From 74dbe4b5f9ca92fbf15f2b976a48eb6573161601 Mon Sep 17 00:00:00 2001
From: Danilo Ferreira de Lima <danilo.enoque.ferreira.de.lima@xfel.de>
Date: Wed, 1 Mar 2023 16:02:24 +0100
Subject: [PATCH] Separated deconvolution. Created simplified model for the
 outlier test.

---
 pes_to_spec/__init__.py              |   2 +-
 pes_to_spec/model.py                 | 121 +++++++++++++++++++++++----
 pes_to_spec/test/offline_analysis.py |   6 +-
 3 files changed, 111 insertions(+), 18 deletions(-)

diff --git a/pes_to_spec/__init__.py b/pes_to_spec/__init__.py
index d6daec4..0494dc2 100644
--- a/pes_to_spec/__init__.py
+++ b/pes_to_spec/__init__.py
@@ -2,4 +2,4 @@
 Estimate high-resolution photon spectrometer data from low-resolution non-invasive measurements.
 """
 
-VERSION = "0.1.9"
+VERSION = "0.2.0"
diff --git a/pes_to_spec/model.py b/pes_to_spec/model.py
index 5536d2a..0408fc7 100644
--- a/pes_to_spec/model.py
+++ b/pes_to_spec/model.py
@@ -9,13 +9,13 @@ from scipy.optimize import fmin_l_bfgs_b
 from sklearn.decomposition import PCA
 from sklearn.base import TransformerMixin, BaseEstimator
 from sklearn.base import RegressorMixin
+from sklearn.base import OutlierMixin
 from sklearn.pipeline import Pipeline
 from sklearn.kernel_approximation import Nystroem
 #from sklearn.linear_model import ARDRegression
 from sklearn.linear_model import BayesianRidge
-from scipy.stats import gaussian_kde
-#from sklearn.ensemble import IsolationForest
 from sklearn.covariance import EllipticEnvelope
+from scipy.stats import gaussian_kde
 from functools import reduce
 from itertools import product
 
@@ -647,6 +647,84 @@ class MultiOutputWithStd(MetaEstimatorMixin, BaseEstimator):
 
         return np.asarray(y).T
 
+
+class UncorrelatedDeviation(OutlierMixin, BaseEstimator):
+    """
+    Detect outliers from uncorrelated whitened mean-centered inputs.
+    """
+    def __init__(self, contamination: float=0.0000005):
+        super().__init__()
+        self.contamination = contamination
+
+    def fit(self, X, y=None) -> OutlierMixin:
+        """
+        Does nothing.
+
+        Args:
+          X: Irrelevant.
+          y: Irrelevant.
+
+        Returns: Itself.
+        """
+        self.dist_ = self.score_samples(X)

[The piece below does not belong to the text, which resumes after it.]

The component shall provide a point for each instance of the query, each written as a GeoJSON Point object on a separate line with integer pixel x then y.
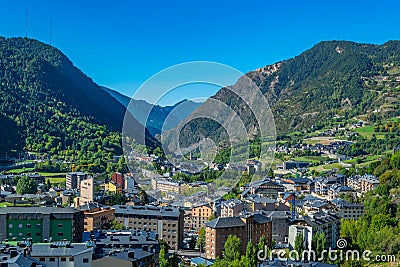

+        self.offset_ = -np.percentile(-self.dist_, 100.0 * self.contamination)
+        return self
+
+    def decision_function(self, X: np.ndarray) -> np.ndarray:
+        """
+        Return the decision function.
+        """
+        return self.offset_ - self.score_samples(X)
+
+    def score_samples(self, X: np.ndarray) -> np.ndarray:
+        """
+        Return the Mahalanobis distance.
+
+        Args:
+          X: The new input data.
+
+        Returns: The Mahalanobis distance.
+        """
+        return np.sqrt(np.sum(X**2, axis=1))
+
+    def predict(self, X):
+        """
+        Predict labels (1 inlier, -1 outlier) of X according to fitted model.
+        Parameters
+        ----------
+        X : array-like of shape (n_samples, n_features)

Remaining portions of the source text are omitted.